Let $f$ be a $\alpha$-strongly convex $L$-smooth function (i.e. $\nabla f$ is $L$-Lipschitz).
Consider gradient descent update:
$$x_{t+1} \gets x_t – \eta_t \nabla f(x_t),$$
where $\eta_t$ are sufficiently small step sizes (for the purpose of this question, you can assume that they are as small as you need them to be).

Question: Do we have a uniform bound on $\|\nabla f(x_t)\|$ for all $t$? I want to say that $\|\nabla f(x_t)\|$ decreases (intuitively, since since $\|x_t – x^*\|$ decreases, where $x^*$ is the optimum), and therefore is bounded by $\|\nabla f(x_0)\|$, but I couldn't prove it. I expect that the worst bound is maybe something like $\frac L\alpha \|\nabla f(x_0)\|$.

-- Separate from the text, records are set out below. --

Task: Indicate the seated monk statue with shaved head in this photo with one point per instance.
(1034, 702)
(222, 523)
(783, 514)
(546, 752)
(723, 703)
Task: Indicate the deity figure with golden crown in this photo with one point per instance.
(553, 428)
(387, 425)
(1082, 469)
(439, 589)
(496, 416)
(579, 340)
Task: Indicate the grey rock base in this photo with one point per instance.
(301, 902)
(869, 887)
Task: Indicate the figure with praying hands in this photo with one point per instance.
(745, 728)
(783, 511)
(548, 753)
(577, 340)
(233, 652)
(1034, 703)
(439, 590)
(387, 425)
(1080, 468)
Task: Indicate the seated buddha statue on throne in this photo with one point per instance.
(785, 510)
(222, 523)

The problem is that strong convexity can be used to bound $\|\nabla f(x_t)\|$ from below (using that $|\langle \nabla f(x_t), x_t – x^* \rangle| \ge \alpha \|x_t – x^*\|^2$), but I couldn't bound it from above. I also could show this for functions of form $f(x) = x^\top A x$ (by considering each eigenvector separately), but not for general functions.

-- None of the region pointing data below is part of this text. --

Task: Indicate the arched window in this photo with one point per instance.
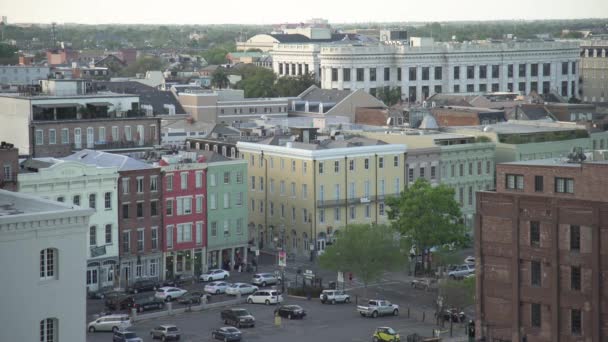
(48, 263)
(48, 330)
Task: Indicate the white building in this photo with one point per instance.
(42, 253)
(425, 68)
(83, 185)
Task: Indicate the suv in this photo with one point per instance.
(143, 285)
(265, 297)
(165, 332)
(462, 271)
(110, 323)
(143, 303)
(237, 317)
(334, 296)
(264, 279)
(126, 336)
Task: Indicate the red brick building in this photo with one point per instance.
(185, 215)
(541, 244)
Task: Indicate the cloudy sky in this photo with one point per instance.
(278, 11)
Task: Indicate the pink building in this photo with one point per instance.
(184, 215)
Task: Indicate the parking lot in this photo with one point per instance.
(338, 322)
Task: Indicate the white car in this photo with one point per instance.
(265, 297)
(169, 293)
(215, 275)
(241, 288)
(110, 323)
(216, 287)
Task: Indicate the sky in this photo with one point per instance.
(205, 12)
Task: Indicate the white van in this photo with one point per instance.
(110, 323)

I actually need this for stochastic Gradient Descent, but I expect that it'll require minor changes for both the bound and the proof.

Best Answer

When $f$ is $L$-smooth, you have

$$ \| \nabla f(x) - \nabla f(x_*)\|_2 \leq L \| x - x_* \|_2 \Rightarrow \| \nabla f(x)\|_2 \leq L \| x - x_* \|_2, $$

since $\nabla f(x_*) = 0$ at the minimizer.